The noderabō is a Japanese yōkai from Toriyama Sekien's Gazu Hyakki Yagyō and is thought to be a yōkai that appears at abandoned temples.

The Gazu Hyakki Yagyō depicts a yōkai that looks like a monk wearing a tattered kasa standing next to a temple bell, but there is no explanation from Sekien about what this is about, so it is not known what characteristics this yōkai was intended to have.

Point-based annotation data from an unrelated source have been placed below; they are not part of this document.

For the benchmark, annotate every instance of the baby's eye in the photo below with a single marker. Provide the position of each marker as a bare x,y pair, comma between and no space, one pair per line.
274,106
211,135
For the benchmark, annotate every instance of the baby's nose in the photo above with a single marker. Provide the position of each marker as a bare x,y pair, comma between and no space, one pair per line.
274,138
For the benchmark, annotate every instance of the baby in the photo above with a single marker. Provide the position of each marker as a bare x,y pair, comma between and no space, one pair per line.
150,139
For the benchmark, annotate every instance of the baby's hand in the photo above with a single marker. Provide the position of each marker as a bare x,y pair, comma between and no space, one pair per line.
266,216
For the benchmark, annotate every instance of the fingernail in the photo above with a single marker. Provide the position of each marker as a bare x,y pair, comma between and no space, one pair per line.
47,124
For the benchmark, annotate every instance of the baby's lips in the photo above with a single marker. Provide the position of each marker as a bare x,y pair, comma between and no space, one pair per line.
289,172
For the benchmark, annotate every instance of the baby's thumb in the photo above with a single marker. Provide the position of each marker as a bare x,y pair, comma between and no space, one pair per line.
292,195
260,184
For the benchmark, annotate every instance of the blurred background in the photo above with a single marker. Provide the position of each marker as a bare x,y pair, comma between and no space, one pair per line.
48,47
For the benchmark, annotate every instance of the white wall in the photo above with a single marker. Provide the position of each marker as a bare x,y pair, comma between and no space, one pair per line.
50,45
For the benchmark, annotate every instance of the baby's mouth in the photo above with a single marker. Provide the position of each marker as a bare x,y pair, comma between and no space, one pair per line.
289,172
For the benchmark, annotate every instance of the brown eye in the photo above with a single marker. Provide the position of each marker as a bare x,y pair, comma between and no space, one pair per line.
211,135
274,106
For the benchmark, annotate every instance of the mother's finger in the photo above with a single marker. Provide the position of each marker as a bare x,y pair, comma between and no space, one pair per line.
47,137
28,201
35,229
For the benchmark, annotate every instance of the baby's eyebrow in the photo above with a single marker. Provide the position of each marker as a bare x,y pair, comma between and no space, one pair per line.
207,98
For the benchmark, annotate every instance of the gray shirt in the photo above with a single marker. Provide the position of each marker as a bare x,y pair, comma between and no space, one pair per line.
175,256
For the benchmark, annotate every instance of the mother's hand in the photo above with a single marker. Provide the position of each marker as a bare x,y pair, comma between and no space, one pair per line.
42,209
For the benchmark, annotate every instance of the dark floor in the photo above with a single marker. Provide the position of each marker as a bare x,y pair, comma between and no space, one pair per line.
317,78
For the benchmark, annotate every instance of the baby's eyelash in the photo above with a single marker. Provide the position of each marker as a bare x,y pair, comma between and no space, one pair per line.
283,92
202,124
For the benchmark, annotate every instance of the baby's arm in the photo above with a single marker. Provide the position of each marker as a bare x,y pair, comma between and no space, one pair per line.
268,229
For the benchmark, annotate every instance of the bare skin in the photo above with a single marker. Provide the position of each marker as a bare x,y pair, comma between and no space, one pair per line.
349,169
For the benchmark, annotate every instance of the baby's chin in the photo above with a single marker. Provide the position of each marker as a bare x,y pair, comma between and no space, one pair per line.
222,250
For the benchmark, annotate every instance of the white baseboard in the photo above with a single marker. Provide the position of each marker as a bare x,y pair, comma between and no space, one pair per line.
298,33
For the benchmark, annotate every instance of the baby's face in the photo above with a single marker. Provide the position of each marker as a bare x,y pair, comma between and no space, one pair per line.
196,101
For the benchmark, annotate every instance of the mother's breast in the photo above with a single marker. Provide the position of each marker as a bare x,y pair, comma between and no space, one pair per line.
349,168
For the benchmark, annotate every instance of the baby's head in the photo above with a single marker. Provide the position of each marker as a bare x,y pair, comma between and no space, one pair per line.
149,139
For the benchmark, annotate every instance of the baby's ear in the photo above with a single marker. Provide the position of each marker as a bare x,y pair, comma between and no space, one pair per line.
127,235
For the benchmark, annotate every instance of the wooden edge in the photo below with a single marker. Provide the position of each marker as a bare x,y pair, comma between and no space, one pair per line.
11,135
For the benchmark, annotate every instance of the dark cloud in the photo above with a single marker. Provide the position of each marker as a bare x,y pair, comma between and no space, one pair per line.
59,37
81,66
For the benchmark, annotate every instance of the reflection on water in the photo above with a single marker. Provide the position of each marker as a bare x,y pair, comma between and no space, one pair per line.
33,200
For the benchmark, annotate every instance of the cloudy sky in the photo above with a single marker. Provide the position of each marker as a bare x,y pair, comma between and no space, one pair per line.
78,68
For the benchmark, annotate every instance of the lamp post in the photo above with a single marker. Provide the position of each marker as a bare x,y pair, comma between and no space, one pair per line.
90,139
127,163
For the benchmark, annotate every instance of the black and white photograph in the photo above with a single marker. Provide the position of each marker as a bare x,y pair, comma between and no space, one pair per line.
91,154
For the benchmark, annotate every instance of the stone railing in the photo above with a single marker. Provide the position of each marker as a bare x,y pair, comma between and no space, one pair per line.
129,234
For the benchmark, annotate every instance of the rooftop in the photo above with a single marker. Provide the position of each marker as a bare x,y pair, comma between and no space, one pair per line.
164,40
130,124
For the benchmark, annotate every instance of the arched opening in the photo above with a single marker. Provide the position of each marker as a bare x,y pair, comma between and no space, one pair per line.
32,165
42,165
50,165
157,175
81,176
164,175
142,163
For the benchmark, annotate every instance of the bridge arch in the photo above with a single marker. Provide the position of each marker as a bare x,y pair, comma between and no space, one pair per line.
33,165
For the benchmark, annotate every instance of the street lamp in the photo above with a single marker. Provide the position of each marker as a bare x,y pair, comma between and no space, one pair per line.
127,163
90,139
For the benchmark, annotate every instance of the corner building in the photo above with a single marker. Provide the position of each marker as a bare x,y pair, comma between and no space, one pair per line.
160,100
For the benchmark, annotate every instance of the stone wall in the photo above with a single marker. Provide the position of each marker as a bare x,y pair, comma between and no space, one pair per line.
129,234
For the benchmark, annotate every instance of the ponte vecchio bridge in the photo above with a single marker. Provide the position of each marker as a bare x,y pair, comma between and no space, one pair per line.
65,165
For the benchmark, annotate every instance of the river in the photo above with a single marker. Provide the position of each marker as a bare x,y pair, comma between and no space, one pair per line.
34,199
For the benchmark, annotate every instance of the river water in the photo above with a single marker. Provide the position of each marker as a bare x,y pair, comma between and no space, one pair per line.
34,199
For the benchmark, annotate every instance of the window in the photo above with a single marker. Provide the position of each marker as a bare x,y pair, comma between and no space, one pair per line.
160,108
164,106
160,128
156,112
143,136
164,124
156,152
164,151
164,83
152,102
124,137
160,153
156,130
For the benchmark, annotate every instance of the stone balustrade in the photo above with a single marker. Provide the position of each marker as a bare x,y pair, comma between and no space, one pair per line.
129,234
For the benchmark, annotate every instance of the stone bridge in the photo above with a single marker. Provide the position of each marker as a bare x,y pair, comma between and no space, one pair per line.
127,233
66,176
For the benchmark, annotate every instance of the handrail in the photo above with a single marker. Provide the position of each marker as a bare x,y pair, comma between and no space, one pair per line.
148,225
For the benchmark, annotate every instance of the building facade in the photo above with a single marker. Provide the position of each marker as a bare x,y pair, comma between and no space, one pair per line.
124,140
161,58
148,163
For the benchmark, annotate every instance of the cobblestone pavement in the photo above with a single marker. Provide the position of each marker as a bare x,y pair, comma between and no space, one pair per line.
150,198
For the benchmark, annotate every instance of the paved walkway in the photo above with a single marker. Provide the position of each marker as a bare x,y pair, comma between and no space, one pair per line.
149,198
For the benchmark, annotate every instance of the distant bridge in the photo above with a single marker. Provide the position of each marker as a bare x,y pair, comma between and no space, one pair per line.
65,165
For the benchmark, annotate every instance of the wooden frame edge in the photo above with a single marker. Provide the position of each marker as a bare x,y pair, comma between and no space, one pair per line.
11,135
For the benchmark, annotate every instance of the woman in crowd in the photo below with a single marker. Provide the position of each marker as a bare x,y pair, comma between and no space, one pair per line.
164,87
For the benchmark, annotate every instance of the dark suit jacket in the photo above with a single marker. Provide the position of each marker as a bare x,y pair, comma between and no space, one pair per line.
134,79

Beginning in the Shōwa period, literature about yōkai often explained that they are a yōkai that appear at deserted dilapidated temples or that they are resulting the grudges turned yōkai of a chief priest whose temple became dilapidated from lack of donations from villagers, which would then appear at evenings at the dilapidated temple and ring the bell alone at the deserted temple.

==Analysis==
As it is not clear what Sekien drew here, starting from the Heisei period, several hypotheses have been put forth, and one of them supposes that this is an original creation from Sekien that was made to satirize the Edo Period monks who broke their precepts. In modern times, pictures and tales in a similar mold that depict priests who broke their precepts out of an attachment to greed and lust and thus became yōkai can be often be found, and examples of these can often be found in publications near Sekien's time.

In the writings of the comic artist Mizuki Shigeru, there is a statement about the noderabō that when children would hear the sound of a bell in the mountains despite there being no temple, they were told that "it's because of the noderabō," but actually it was because of the mountain, and a phenomenon like yamabiko had occurred.

Also, in Niiza, Saitama Prefecture, there is a place called "Nodera," and there was once a man who tried to menace the residents of a village, so he tried to steal a nearby famous bell when a traveler happened to pass by, in a panic, he hid himself at a pond, and as a result he lost sight of the bell. This lake came to be called the Kanegabuchi (鐘ヶ渕, "bell abyss"), and it is also said that once a young monk disregarded a task asked for by the chief priest and instead played with the children, and in gloom from feeling unable to meet face-to-face with the priest, went into the pond water, and ever since then, a cry from the pond can be heard every evening. It is also surmised that Sekien could have drawn this yōkai called noderabō based on the place names Nodera and Kanegabuchi.

However, as for what exactly Sekien based this noderabō drawing on, considering the general tendency of all the yōkai included in the Gazu Hyakki Yagyō and the meagerness of the information shown in the drawings, there is very little material that can serve as evidence for any conclusion.